Dopo anni di affanni e difficoltà, la crisi dei commerci globali provocata dalla pandemia da coronavirus potrebbe aver avviato un profondo cambiamento e una ristrutturazione complessiva della “supply chain” globale, cioè di quel complesso e interconnesso sistema di trasporti e rifornimenti su cui si basano il commercio e l’economia del mondo.

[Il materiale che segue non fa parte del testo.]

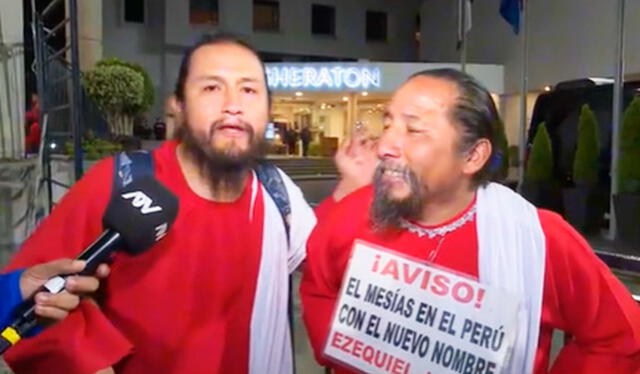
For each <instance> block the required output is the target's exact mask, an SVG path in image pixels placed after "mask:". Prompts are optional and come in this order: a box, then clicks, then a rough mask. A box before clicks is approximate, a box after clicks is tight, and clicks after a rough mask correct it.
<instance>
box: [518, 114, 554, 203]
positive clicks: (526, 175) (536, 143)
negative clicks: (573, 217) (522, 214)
mask: <svg viewBox="0 0 640 374" xmlns="http://www.w3.org/2000/svg"><path fill="white" fill-rule="evenodd" d="M554 192H555V191H554V188H553V151H552V148H551V138H550V137H549V133H548V132H547V126H546V125H545V124H544V122H543V123H541V124H540V125H539V126H538V129H537V131H536V135H535V137H534V138H533V145H532V146H531V152H530V154H529V159H528V160H527V167H526V170H525V176H524V184H523V186H522V194H523V196H524V197H525V198H526V199H527V200H529V201H530V202H531V203H532V204H533V205H535V206H537V207H540V208H546V209H553V208H554V206H553V196H554Z"/></svg>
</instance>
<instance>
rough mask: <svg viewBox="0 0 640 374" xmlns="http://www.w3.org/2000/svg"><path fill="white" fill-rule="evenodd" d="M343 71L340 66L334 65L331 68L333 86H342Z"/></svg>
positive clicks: (338, 87)
mask: <svg viewBox="0 0 640 374" xmlns="http://www.w3.org/2000/svg"><path fill="white" fill-rule="evenodd" d="M343 72H344V70H342V68H341V67H340V66H336V67H335V68H333V69H331V73H332V74H333V86H334V87H335V88H341V87H342V73H343Z"/></svg>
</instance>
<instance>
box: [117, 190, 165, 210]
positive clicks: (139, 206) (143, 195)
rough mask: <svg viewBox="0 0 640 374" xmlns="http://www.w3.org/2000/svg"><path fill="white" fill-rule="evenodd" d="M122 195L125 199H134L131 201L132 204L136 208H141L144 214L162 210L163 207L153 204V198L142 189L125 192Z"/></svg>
mask: <svg viewBox="0 0 640 374" xmlns="http://www.w3.org/2000/svg"><path fill="white" fill-rule="evenodd" d="M122 197H123V198H124V199H125V200H129V199H133V200H132V201H131V205H133V206H134V207H135V208H138V209H140V212H142V214H150V213H155V212H161V211H162V208H161V207H160V206H159V205H156V206H151V205H153V200H151V198H150V197H149V196H147V195H146V194H145V193H144V192H142V191H133V192H129V193H126V194H123V195H122Z"/></svg>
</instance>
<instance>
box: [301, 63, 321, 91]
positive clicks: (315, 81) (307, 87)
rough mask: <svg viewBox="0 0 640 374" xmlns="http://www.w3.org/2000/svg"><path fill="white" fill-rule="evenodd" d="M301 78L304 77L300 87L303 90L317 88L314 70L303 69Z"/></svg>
mask: <svg viewBox="0 0 640 374" xmlns="http://www.w3.org/2000/svg"><path fill="white" fill-rule="evenodd" d="M303 72H304V74H303V76H304V80H303V83H302V87H304V88H309V87H315V88H318V87H319V86H318V84H317V83H316V76H317V74H316V70H315V69H314V68H309V67H307V68H304V69H303Z"/></svg>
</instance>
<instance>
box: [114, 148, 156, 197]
mask: <svg viewBox="0 0 640 374" xmlns="http://www.w3.org/2000/svg"><path fill="white" fill-rule="evenodd" d="M113 161H114V162H113V166H114V168H113V186H114V188H113V191H114V192H116V191H119V190H121V189H123V188H125V187H127V186H128V185H129V184H131V182H133V180H134V179H140V178H141V177H144V176H153V175H154V164H153V157H152V155H151V153H150V152H148V151H135V152H119V153H118V154H116V156H115V157H114V160H113Z"/></svg>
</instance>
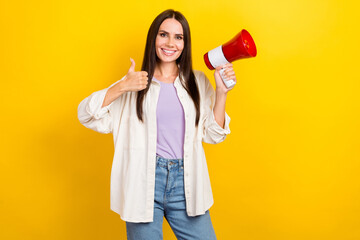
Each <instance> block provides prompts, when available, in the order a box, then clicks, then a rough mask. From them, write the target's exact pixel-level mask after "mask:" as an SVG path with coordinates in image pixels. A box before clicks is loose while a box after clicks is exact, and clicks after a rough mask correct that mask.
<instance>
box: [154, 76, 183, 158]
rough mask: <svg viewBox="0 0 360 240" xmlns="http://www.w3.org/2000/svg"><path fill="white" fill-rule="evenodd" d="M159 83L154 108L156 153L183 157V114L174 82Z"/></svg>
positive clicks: (162, 156)
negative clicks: (155, 106) (154, 114)
mask: <svg viewBox="0 0 360 240" xmlns="http://www.w3.org/2000/svg"><path fill="white" fill-rule="evenodd" d="M154 80H155V81H157V82H159V83H160V94H159V99H158V103H157V108H156V120H157V147H156V154H157V155H159V156H161V157H164V158H171V159H173V158H183V157H184V136H185V116H184V109H183V107H182V105H181V102H180V99H179V97H178V94H177V92H176V88H175V86H174V83H164V82H161V81H159V80H157V79H155V78H154Z"/></svg>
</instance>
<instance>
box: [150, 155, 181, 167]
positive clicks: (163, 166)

Da ormai due anni scarseggiano un po’ ovunque beni di consumo, materie prime, materiali da costruzione e prodotti elettronici: alcuni beni sono introvabili, per altri ci sono lunghe liste d’attesa, e in generale per una grande quantità di prodotti è venuta a mancare la disponibilità immediata e facile di qualche anno fa. Lo sa per esempio chi in questi mesi ha dovuto ristrutturare casa e si è trovato davanti gravi ritardi di approvvigionamento dei materiali; ma anche chi ha comprato prodotti comuni, come mobili, elettrodomestici, computer o automobili, e spesso ha dovuto aspettare settimane o mesi per avere quello che desiderava, o ha dovuto ripiegare su prodotti alternativi più accessibili.

Questa scarsità è stata attribuita a un problema complessivo del sistema dei commerci e dei trasporti, che si trovava in difficoltà da circa un decennio ma che è stato messo sotto pressione da una serie di crisi arrivate una dietro l’altra: la più devastante è stata quella provocata dalla pandemia, e dunque dai lockdown e dall’interruzione della produzione industriale che tuttora interessa molti paesi. Poi si sono aggiunte varie problematiche interconnesse, dai trasporti alla scarsità di forza lavoro.

Da ultimo, l’invasione russa dell’Ucraina ha messo in crisi definitiva un sistema già debolissimo, provocando un aumento del prezzo dell’energia, una probabile crisi alimentare mondiale e ulteriori ostacoli e lentezze a trasporti e commerci.